Maintenant je définirais E-changer comme une organisation de coopération solidaire. Cela signifie une vision de coopération : « cooper-action », de relation entre paires, de relations horizontales entre acteurs du Nord et du Sud, prônant un échange permanent de ces acteurs en garantissant un pont entre la société civile du Sud et celle du Nord. L’aspect le plus riche, à mon avis, est celui d’une organisation porteuse de tout un débat et de toute une réflexion en arrière-plan. On n’accède pas à des mythes, mais on met en question certains paradigmes de l’action sociale.

Du fait que nous nous basions sur l’idée d’échange entre les personnes, cela humanise énormément les relations engendrées. D’ailleurs, l’expérience actuelle d’E-changer au Brésil démontre bien ce que nous sommes sur le point de construire.

Dans les années 80, il y a eu un changement de philosophie. Quel est-il exactement ?

Nous avons vécu le passage d’une organisation très humaniste, très chrétienne avec tout ce que cela signifie, c’est-à-dire beaucoup de paternalisme et de rigidité finalement, à une organisation active dans la société civile suisse. Cela signifie qu’on a dû revoir les paradigmes d’action que nous développions. Comment changer cette vision paternaliste par exemple ? Nous avons donc opté pour la construction d’une vision de coopération horizontale. L’idée de transfert a généré une mise en place d’un système de partenariat entre le Nord et le Sud. Ensuite il nous a fallu revoir le concept d’envoi de volontaires. C’est justement là où nous sommes retombés dans une logique d’échange de personne et de savoirs. Une fois sur place, le volontaire est accueilli par des acteurs du Sud dans un cadre donné par des Hommes sur place.

Politiquement, nous avons considéré la société civile comme une réalité, les mouvements sociaux comme un moteur clé de cette même société. Malgré notre petite taille, nous cherchons à renforcer ces acteurs qu’ils soient au Nord ou au Sud. E-changer travaille donc de consort avec des partenaires très engagés dans leur pays au niveau de la transformation de la réalité sociale et économique du Sud. Cette ONG participe aussi très activement à ce qui se fait au niveau du forum social suisse et européen. Finalement notre nom synthétise bien cette évolution. Nous sommes passé de Frères sans frontières à E-changer, d’une structure quasi missionnaire à un organisme prônant le changement social.

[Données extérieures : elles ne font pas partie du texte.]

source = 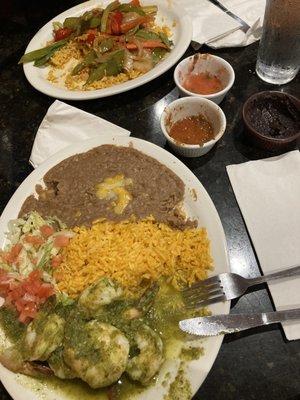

Au niveau financier, il nous était beaucoup plus facile d’être lié à l’église. Lorsque nos partenaires sont devenus des organisations sociales du Sud, sans argent, nous avons dû développer toute une recherche de fonds. A noter encore, le cofinancement de la DDC a commencé avant que nous transformions E-changer ; c’est-à-dire dans les années 75. A l’époque, la coopération officielle suisse s’est tournée plus volontiers vers des organismes indépendants pour gagner en effectivité. L’idée était de sortir d’une dynamique technocratique pour générer un processus planétaire plus humain et plus solidaire.